When we started to walk upright four million years ago, the standard mammalian mating position, the male entering from behind, became problematic. (Read Elaine Morgan, The Descent of Woman for more details) The practicalities of a vagina that was becoming inaccessible switched the mating position to face to face, but the clitoris was on the wrong side of the vagina to be stimulated with any ease during sex. Besides, the male had ‘lost’ his penis bone and with it the means to provide adequate stimulation (sorry chaps). These days the happy pair are indeed fortunate if he manages to hit the G spot with any accuracy and with any regularity (or perhaps I have just been unlucky).
The trouble with those pretty pink models of the clitoris is that they march across the page with no indication of quite where they are situated. Call it my inadequate female brain if you like, but an ability to manipulate 3D structures in space is not my best attribute. I struggled to sort out in my head where all those extensions and extremities fitted in (the outside button bit was the only bit I was sure about).

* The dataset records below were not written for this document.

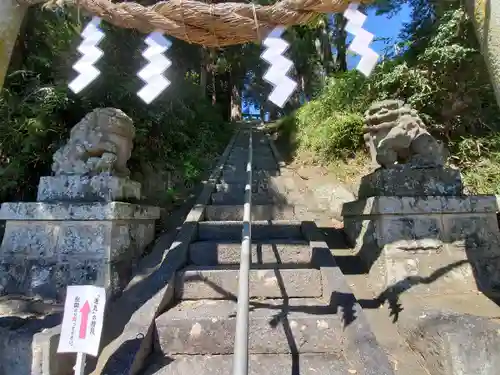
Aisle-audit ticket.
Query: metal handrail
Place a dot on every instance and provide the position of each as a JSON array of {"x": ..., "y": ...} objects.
[{"x": 240, "y": 359}]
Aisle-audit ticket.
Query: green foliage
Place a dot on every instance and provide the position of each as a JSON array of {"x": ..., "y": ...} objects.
[
  {"x": 178, "y": 135},
  {"x": 331, "y": 125},
  {"x": 441, "y": 73}
]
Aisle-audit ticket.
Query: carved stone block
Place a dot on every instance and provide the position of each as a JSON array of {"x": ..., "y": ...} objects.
[{"x": 49, "y": 246}]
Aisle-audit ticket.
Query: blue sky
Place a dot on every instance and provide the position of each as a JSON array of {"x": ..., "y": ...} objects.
[{"x": 381, "y": 27}]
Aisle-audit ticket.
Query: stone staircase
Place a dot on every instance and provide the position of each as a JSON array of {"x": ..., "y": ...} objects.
[{"x": 304, "y": 318}]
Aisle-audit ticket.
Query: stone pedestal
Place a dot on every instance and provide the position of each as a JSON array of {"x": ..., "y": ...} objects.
[
  {"x": 47, "y": 246},
  {"x": 100, "y": 188},
  {"x": 436, "y": 244}
]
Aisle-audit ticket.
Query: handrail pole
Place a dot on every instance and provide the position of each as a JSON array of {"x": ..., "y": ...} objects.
[{"x": 240, "y": 359}]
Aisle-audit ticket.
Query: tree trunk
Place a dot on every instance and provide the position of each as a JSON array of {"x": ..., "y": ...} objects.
[
  {"x": 235, "y": 103},
  {"x": 340, "y": 42},
  {"x": 204, "y": 71},
  {"x": 485, "y": 15},
  {"x": 11, "y": 18},
  {"x": 326, "y": 47}
]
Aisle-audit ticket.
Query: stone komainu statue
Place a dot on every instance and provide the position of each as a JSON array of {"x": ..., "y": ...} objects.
[
  {"x": 101, "y": 142},
  {"x": 395, "y": 134}
]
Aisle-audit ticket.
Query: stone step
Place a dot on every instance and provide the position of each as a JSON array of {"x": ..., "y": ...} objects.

I got there in the end. It turns out that the two legs (crura) are attached each side of the pubic arch and the two bulbs project backwards either side of the vagina where they seem to be known as the vestibular bulbs. What might be called the main body of the clitoris lies behind the cartilage of the pubic symphysis. A portion of this root doubles back on itself and burrows through to the Mons of Venus at the apex of the pubic arch. The glans, the visible ‘button’, is at the end of this root. The legendary G spot now has an anatomical explanation, it corresponds to the corpus, the root of the clitoris, which is higher up behind the symphysis pubis. The nerves of the clitoris are huge, visible to the naked eye, and travel back to the sacrum. So now you know.

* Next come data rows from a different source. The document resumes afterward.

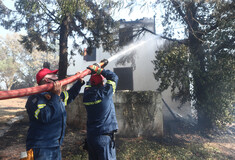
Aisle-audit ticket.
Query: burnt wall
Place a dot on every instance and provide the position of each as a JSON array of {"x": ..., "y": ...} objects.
[{"x": 138, "y": 113}]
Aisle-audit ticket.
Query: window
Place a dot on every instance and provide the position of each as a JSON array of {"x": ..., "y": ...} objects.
[
  {"x": 92, "y": 56},
  {"x": 125, "y": 76},
  {"x": 125, "y": 36}
]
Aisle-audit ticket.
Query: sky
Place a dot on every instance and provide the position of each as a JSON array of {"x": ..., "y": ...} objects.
[{"x": 122, "y": 14}]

In my book, Dynamic Positions in Birth, (Pinter and Martin, 2014) I had speculated that the G spot might be stimulated by the back of the baby’s head on the journey down the birth canal and that this could be responsible for triggering Ferguson’s reflex. Ferguson’s reflex is a nervous signal to the hypothalamus which results in a bolus of oxytocin giving the uterus a tonic contraction which assists the mother in the final pushes for the baby to be born. (More than assist – a large enough uterine contraction can do practically all the work.) Now that I knew that the G spot was part of a larger structure, everything dropped into place. (Confusion about its location is now explained, because it is stimulated at one remove through the vaginal wall and it is not so much as a spot as an area.)
Birth should be orgasmic, the fluttering vaginal contractions of orgasm initiated by the downward movement of the fetal head also ease the baby out. The engorgement of the vestibular bulbs and the crura cushion the back of the baby’s head from the hard bones of the pubic arch. Vaginal orgasm at birth is the intended target of evolution. Orgasm by external stimulation during sex is an added bonus. (It says a lot for our birth culture that it is so rare … yes, me neither.) It probably says even more for our birth culture that textbook physiology has absolutely nothing to say on the subject. I wonder whether all that engorgement and lubrication protects women against tearing?
In Spiritual Midwifery Ina May Gaskin makes much of what partners can do to help their women give birth – loving, smooching, cuddling and sexual stimulation. Though it grieves me to say it, there are some obstetricians who stimulate the external clitoris mechanically to ease birth, which seems to me to be a gross intrusion, verging on assault. They do at least have physiology on their side – like nipple stimulation, it releases oxytocin, but both orgasm and oxytocin secretion are shy phenomena, failing to manifest themselves in stressful environments.
A role for the clitoris in labour would make sense of many of the things we see in birth. We might find that birth proceeds better when we adopt positions where maximal clitoral stimulation is possible, not just upright, but forward leaning, acknowledging our quadrupedal heritage. It would certainly proceed better in the same sorts of environments that facilitate sex. Anyone for sex in the lithotomy position gazed on by a posse of strangers (me neither)?